1 Introduction

Using data from the United Nations Population Division, Department of Economic and Social Affairs, this study aims to investigate global infant mortality rates from 1950-2010 in order to identify the continents which have the highest rates of infant mortality (per 1000 births), and determine if rates of infant mortality have ideally improved over the years due to medical advancements and greater access to care. Decreasing infant mortality rates globally is of critical importance, as every child deserves the right to live, regardless of the resources available in their birthplace. By comparing not only infant mortality rates between continents, but also across time, we can determine not only which continents have the lowest morality rates, but also which continents have made the most progress in decreasing infant mortality rates. While this data will reveal global trends in infant morality rates by considering the effects of continent and year, we will not be able to specifically associate increases or decreases in IMR with specific medical advancements or healthcare initiatives without additional qualitative research.

It’s important to note that our infant mortality rate is number of infant deaths per 1000 births.


2 Exploratory data analysis

It appears that starting in 1950, each continent had a different infant mortality rate and as time progressed, all those infant mortality rates decreased.
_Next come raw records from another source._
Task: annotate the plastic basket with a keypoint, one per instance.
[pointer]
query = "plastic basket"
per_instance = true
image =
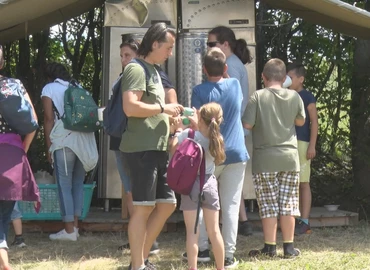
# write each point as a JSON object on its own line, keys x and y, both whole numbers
{"x": 50, "y": 203}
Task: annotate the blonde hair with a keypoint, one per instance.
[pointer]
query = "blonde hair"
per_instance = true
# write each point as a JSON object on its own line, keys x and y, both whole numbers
{"x": 275, "y": 70}
{"x": 212, "y": 116}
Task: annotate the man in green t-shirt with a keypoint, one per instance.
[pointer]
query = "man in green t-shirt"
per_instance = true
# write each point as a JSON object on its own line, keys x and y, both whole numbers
{"x": 272, "y": 114}
{"x": 144, "y": 143}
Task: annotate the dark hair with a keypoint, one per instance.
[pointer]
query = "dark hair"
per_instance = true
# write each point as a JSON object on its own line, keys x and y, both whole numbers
{"x": 129, "y": 41}
{"x": 238, "y": 47}
{"x": 214, "y": 62}
{"x": 2, "y": 61}
{"x": 157, "y": 32}
{"x": 298, "y": 68}
{"x": 275, "y": 70}
{"x": 56, "y": 71}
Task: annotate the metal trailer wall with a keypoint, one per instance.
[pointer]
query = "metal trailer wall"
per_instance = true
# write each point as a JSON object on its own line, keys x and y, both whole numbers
{"x": 185, "y": 66}
{"x": 198, "y": 18}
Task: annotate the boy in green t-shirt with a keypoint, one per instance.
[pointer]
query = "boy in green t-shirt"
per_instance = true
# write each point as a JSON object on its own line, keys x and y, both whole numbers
{"x": 306, "y": 136}
{"x": 272, "y": 114}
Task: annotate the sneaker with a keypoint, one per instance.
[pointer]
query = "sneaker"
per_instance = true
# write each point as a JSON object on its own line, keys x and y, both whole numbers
{"x": 124, "y": 246}
{"x": 301, "y": 228}
{"x": 231, "y": 262}
{"x": 245, "y": 228}
{"x": 63, "y": 235}
{"x": 261, "y": 252}
{"x": 19, "y": 242}
{"x": 203, "y": 256}
{"x": 148, "y": 266}
{"x": 77, "y": 231}
{"x": 289, "y": 255}
{"x": 154, "y": 249}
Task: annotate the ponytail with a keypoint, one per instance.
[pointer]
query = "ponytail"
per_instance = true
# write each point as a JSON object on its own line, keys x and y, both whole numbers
{"x": 242, "y": 52}
{"x": 238, "y": 47}
{"x": 211, "y": 113}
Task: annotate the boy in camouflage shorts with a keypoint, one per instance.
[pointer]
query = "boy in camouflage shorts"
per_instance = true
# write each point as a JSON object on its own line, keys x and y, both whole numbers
{"x": 272, "y": 114}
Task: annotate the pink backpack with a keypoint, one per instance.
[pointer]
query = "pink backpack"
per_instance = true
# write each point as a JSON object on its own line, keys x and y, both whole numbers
{"x": 185, "y": 164}
{"x": 184, "y": 167}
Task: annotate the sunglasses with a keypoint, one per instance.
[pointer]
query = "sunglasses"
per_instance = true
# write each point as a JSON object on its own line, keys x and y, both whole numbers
{"x": 212, "y": 44}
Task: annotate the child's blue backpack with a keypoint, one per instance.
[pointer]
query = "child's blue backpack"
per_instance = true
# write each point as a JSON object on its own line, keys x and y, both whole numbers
{"x": 14, "y": 108}
{"x": 114, "y": 118}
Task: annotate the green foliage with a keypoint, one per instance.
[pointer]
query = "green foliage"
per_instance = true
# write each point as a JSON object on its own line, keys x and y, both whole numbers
{"x": 328, "y": 58}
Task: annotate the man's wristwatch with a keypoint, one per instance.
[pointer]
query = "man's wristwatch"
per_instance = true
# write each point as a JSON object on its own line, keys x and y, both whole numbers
{"x": 162, "y": 109}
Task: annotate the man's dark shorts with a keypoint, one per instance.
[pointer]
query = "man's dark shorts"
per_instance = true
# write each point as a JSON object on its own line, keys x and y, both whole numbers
{"x": 147, "y": 171}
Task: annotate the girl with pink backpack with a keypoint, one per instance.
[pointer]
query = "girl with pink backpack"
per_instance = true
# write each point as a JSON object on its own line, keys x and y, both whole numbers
{"x": 206, "y": 123}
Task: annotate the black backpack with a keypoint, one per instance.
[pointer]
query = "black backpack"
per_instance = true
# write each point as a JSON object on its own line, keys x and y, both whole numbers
{"x": 14, "y": 108}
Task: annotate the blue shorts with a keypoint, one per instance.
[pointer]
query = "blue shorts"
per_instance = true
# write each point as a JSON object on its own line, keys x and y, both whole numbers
{"x": 123, "y": 175}
{"x": 16, "y": 213}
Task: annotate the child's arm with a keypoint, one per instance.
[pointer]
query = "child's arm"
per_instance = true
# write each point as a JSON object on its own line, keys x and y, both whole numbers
{"x": 250, "y": 113}
{"x": 301, "y": 115}
{"x": 312, "y": 112}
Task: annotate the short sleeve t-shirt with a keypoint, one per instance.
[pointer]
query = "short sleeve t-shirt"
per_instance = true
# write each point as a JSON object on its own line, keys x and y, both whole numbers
{"x": 4, "y": 127}
{"x": 150, "y": 133}
{"x": 304, "y": 132}
{"x": 55, "y": 91}
{"x": 272, "y": 113}
{"x": 204, "y": 142}
{"x": 228, "y": 94}
{"x": 166, "y": 83}
{"x": 237, "y": 70}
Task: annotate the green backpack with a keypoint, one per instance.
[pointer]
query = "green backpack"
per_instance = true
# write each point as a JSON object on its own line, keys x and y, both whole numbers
{"x": 80, "y": 110}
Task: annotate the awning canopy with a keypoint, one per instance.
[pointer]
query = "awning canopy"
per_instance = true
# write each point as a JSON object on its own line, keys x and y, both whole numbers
{"x": 334, "y": 14}
{"x": 20, "y": 18}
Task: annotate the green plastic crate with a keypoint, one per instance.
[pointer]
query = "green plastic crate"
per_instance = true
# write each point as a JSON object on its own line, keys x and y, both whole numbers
{"x": 50, "y": 203}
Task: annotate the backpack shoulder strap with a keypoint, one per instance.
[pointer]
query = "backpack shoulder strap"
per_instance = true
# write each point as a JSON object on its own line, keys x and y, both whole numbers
{"x": 191, "y": 133}
{"x": 141, "y": 63}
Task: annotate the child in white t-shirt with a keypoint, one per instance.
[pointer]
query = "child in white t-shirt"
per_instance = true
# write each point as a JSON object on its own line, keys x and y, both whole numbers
{"x": 208, "y": 135}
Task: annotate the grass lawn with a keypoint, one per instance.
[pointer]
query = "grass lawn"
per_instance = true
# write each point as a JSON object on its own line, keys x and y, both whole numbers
{"x": 327, "y": 248}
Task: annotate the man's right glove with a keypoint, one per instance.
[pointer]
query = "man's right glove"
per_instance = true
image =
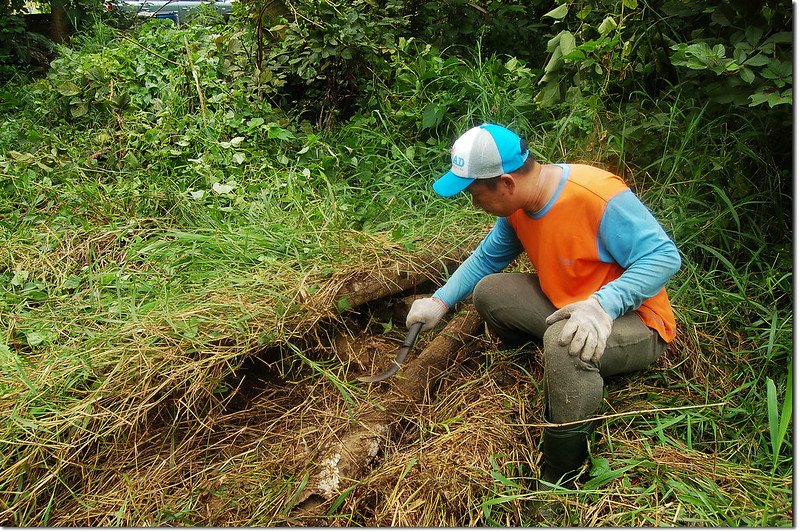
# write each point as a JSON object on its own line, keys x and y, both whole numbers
{"x": 428, "y": 310}
{"x": 587, "y": 329}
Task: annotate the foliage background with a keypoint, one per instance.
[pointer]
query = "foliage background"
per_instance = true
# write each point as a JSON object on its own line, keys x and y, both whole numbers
{"x": 168, "y": 192}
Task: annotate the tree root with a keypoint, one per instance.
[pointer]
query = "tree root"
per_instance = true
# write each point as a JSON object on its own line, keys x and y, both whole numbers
{"x": 351, "y": 457}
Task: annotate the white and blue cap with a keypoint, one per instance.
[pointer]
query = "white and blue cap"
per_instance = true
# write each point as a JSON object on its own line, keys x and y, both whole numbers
{"x": 482, "y": 152}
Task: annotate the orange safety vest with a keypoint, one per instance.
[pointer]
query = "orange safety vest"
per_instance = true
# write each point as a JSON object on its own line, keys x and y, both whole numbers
{"x": 562, "y": 246}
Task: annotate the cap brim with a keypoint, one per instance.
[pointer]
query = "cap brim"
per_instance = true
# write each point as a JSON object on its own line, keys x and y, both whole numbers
{"x": 450, "y": 184}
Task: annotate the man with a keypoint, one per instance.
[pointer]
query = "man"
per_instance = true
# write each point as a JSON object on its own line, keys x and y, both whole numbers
{"x": 597, "y": 300}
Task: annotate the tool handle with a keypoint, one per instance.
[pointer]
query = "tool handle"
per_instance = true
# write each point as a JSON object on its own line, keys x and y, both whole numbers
{"x": 413, "y": 332}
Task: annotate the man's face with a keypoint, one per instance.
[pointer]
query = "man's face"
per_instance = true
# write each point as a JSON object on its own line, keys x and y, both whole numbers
{"x": 495, "y": 200}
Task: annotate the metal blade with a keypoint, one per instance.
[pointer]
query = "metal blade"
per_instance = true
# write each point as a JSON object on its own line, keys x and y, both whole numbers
{"x": 413, "y": 331}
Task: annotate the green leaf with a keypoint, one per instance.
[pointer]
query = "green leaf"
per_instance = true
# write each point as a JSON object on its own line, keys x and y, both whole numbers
{"x": 558, "y": 13}
{"x": 343, "y": 304}
{"x": 68, "y": 88}
{"x": 567, "y": 42}
{"x": 35, "y": 338}
{"x": 753, "y": 34}
{"x": 747, "y": 75}
{"x": 607, "y": 26}
{"x": 432, "y": 115}
{"x": 783, "y": 37}
{"x": 772, "y": 417}
{"x": 757, "y": 60}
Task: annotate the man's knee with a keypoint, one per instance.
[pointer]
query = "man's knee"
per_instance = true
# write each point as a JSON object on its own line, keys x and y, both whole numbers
{"x": 485, "y": 294}
{"x": 557, "y": 360}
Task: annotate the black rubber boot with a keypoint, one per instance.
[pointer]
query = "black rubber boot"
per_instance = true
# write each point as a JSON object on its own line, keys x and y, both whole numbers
{"x": 564, "y": 450}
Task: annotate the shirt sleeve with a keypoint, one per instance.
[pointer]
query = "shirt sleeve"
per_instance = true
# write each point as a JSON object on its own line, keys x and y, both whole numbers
{"x": 630, "y": 236}
{"x": 495, "y": 252}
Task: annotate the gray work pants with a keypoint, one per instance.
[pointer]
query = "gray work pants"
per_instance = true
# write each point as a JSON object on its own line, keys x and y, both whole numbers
{"x": 515, "y": 308}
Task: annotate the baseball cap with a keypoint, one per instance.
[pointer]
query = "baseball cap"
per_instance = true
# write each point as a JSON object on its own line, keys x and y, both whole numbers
{"x": 482, "y": 152}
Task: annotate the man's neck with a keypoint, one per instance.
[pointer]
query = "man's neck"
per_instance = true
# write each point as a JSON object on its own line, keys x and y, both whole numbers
{"x": 543, "y": 184}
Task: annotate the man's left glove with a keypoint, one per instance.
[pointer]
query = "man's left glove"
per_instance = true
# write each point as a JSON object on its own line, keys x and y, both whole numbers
{"x": 428, "y": 310}
{"x": 587, "y": 329}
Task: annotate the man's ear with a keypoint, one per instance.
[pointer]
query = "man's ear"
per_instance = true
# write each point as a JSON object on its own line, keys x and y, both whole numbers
{"x": 508, "y": 182}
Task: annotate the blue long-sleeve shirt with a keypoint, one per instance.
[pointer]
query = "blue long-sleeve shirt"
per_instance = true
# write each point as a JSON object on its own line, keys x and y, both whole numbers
{"x": 628, "y": 235}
Yet, they decreased at different rates depending on each continent, with Asia and Africa having the largest overall decreases in infant mortality rate over time while North America (NA) had the smallest decrease in infant mortality over time. Additionally, some continents appear to fit a more curved, polynomial trend, such as Europe, North America (NA), Oceania, and Latin America and the Caribbean (LAC).
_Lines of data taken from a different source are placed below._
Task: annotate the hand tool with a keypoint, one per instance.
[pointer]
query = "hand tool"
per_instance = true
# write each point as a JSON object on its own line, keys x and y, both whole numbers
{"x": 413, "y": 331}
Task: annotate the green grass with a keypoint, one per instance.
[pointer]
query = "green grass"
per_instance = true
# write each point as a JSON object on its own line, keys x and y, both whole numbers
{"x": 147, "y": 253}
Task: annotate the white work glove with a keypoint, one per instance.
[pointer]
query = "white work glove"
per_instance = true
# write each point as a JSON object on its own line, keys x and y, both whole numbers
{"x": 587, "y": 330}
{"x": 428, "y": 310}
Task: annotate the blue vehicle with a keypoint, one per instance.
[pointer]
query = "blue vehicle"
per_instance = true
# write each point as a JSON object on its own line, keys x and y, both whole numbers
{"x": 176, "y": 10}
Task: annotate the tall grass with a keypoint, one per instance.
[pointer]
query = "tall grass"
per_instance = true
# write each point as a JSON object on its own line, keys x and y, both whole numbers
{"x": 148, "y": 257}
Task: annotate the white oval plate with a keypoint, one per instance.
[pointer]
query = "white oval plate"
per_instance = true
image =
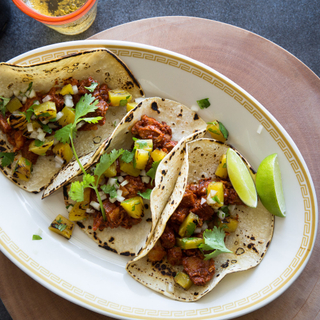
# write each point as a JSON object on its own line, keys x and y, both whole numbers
{"x": 94, "y": 278}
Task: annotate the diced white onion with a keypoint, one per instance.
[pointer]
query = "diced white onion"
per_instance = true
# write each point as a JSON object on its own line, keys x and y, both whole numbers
{"x": 194, "y": 108}
{"x": 145, "y": 179}
{"x": 41, "y": 136}
{"x": 120, "y": 179}
{"x": 143, "y": 173}
{"x": 170, "y": 287}
{"x": 75, "y": 89}
{"x": 122, "y": 184}
{"x": 260, "y": 128}
{"x": 31, "y": 93}
{"x": 59, "y": 115}
{"x": 95, "y": 205}
{"x": 221, "y": 215}
{"x": 68, "y": 100}
{"x": 46, "y": 98}
{"x": 30, "y": 127}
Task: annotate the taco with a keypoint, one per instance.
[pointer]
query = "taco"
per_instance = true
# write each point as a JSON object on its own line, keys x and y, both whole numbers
{"x": 136, "y": 186}
{"x": 36, "y": 100}
{"x": 205, "y": 231}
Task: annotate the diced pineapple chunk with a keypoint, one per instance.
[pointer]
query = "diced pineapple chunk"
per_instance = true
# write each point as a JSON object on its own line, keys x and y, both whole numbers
{"x": 67, "y": 89}
{"x": 144, "y": 144}
{"x": 46, "y": 110}
{"x": 119, "y": 97}
{"x": 13, "y": 105}
{"x": 221, "y": 170}
{"x": 129, "y": 169}
{"x": 133, "y": 206}
{"x": 62, "y": 226}
{"x": 64, "y": 151}
{"x": 189, "y": 243}
{"x": 141, "y": 158}
{"x": 229, "y": 224}
{"x": 78, "y": 211}
{"x": 158, "y": 155}
{"x": 23, "y": 169}
{"x": 111, "y": 171}
{"x": 217, "y": 131}
{"x": 131, "y": 105}
{"x": 215, "y": 194}
{"x": 68, "y": 116}
{"x": 40, "y": 147}
{"x": 188, "y": 225}
{"x": 183, "y": 280}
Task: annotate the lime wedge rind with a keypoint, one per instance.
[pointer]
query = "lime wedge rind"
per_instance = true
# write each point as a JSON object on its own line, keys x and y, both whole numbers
{"x": 269, "y": 186}
{"x": 241, "y": 179}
In terms of observational units, each row in our dataset represents the infant mortality rate at a certain year for a certain continent. Each point on the exploratory data analysis scatter plot also represents the infant mortality rate a certain number of years after 1950 for an individual continent.
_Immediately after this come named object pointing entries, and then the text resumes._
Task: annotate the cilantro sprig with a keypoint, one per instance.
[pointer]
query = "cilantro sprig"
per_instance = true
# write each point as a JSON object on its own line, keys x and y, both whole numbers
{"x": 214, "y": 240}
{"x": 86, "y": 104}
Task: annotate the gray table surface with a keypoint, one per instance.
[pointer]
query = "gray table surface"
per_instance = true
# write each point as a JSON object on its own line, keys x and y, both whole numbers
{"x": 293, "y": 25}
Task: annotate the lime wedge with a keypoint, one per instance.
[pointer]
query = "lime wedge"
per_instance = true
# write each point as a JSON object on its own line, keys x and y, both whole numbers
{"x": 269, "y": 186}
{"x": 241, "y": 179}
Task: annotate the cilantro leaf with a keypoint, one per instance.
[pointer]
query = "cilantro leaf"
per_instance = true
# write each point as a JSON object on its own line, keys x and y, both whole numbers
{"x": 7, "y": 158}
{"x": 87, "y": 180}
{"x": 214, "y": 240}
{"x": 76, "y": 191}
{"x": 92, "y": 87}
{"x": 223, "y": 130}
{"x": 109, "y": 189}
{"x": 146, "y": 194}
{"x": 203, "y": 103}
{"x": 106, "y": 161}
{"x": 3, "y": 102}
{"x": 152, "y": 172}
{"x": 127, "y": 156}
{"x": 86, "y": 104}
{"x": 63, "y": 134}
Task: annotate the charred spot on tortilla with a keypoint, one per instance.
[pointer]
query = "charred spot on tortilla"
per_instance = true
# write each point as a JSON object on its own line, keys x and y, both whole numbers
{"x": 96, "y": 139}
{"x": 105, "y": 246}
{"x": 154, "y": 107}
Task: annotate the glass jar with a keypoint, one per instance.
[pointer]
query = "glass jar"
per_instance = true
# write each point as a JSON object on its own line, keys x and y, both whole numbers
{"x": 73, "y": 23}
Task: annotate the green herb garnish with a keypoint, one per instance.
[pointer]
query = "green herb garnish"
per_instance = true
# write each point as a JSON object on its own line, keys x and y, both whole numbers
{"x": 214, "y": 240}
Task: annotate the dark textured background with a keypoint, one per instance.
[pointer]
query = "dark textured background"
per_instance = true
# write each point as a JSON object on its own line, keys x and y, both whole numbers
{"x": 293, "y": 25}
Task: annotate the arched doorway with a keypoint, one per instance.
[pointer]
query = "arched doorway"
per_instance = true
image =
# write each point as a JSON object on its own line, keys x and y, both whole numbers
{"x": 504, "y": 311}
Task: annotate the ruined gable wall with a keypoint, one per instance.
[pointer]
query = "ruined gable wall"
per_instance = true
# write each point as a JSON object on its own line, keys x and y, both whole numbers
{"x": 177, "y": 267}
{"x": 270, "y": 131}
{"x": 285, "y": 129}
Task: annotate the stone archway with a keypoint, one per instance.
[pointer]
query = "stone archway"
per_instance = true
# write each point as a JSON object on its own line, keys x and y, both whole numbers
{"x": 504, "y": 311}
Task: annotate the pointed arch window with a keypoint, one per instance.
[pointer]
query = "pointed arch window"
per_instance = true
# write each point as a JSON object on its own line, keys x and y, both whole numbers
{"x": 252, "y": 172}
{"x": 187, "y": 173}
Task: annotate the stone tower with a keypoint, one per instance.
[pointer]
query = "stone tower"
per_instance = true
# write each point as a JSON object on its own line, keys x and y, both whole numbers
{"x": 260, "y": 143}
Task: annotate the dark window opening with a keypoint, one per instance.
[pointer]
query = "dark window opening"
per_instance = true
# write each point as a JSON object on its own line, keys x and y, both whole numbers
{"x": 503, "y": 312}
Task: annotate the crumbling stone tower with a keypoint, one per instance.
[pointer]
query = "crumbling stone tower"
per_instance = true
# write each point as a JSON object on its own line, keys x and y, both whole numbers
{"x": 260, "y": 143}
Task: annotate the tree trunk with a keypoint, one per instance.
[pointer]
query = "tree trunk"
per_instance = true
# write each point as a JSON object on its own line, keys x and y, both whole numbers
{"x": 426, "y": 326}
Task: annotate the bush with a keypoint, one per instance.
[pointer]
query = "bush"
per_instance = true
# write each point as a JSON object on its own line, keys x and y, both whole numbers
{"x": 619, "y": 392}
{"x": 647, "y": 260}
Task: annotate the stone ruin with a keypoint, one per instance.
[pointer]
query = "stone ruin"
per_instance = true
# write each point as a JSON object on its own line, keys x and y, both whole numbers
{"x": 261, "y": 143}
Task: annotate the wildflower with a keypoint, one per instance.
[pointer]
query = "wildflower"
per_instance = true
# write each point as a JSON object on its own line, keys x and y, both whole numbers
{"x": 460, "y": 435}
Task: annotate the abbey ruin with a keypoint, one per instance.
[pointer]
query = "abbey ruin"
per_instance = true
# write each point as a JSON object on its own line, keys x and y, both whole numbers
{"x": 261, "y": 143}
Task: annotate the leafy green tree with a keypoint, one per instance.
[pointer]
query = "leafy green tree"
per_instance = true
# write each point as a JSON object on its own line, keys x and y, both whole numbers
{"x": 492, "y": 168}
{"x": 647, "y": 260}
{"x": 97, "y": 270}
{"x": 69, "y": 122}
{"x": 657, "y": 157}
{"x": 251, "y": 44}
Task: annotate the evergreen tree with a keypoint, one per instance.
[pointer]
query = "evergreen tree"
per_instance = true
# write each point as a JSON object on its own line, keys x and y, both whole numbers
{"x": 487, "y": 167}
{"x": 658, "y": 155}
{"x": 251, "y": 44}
It’s important to note that the continents Latin America and the Caribbean and North America are denoted by LAC and NA, respectively. These abbreviations are to ensure a clearer presentation of our data trends in the visualizations.

imr_per_1000 years_since_1950 year continent years_since_squared
188.3688 0 1950 AFRICA 0
171.3920 5 1955 AFRICA 25
156.9131 10 1960 AFRICA 100
144.7107 15 1965 AFRICA 225
133.6601 20 1970 AFRICA 400
120.9642 25 1975 AFRICA 625


3 Multiple regression

In this regression model, we are determining the relationship between the categorical variable, continent, and the numerical variable year on infant mortality rate, shown by two terms in our regression: years_since_1950 (linear) and years_since_squared (polynomial).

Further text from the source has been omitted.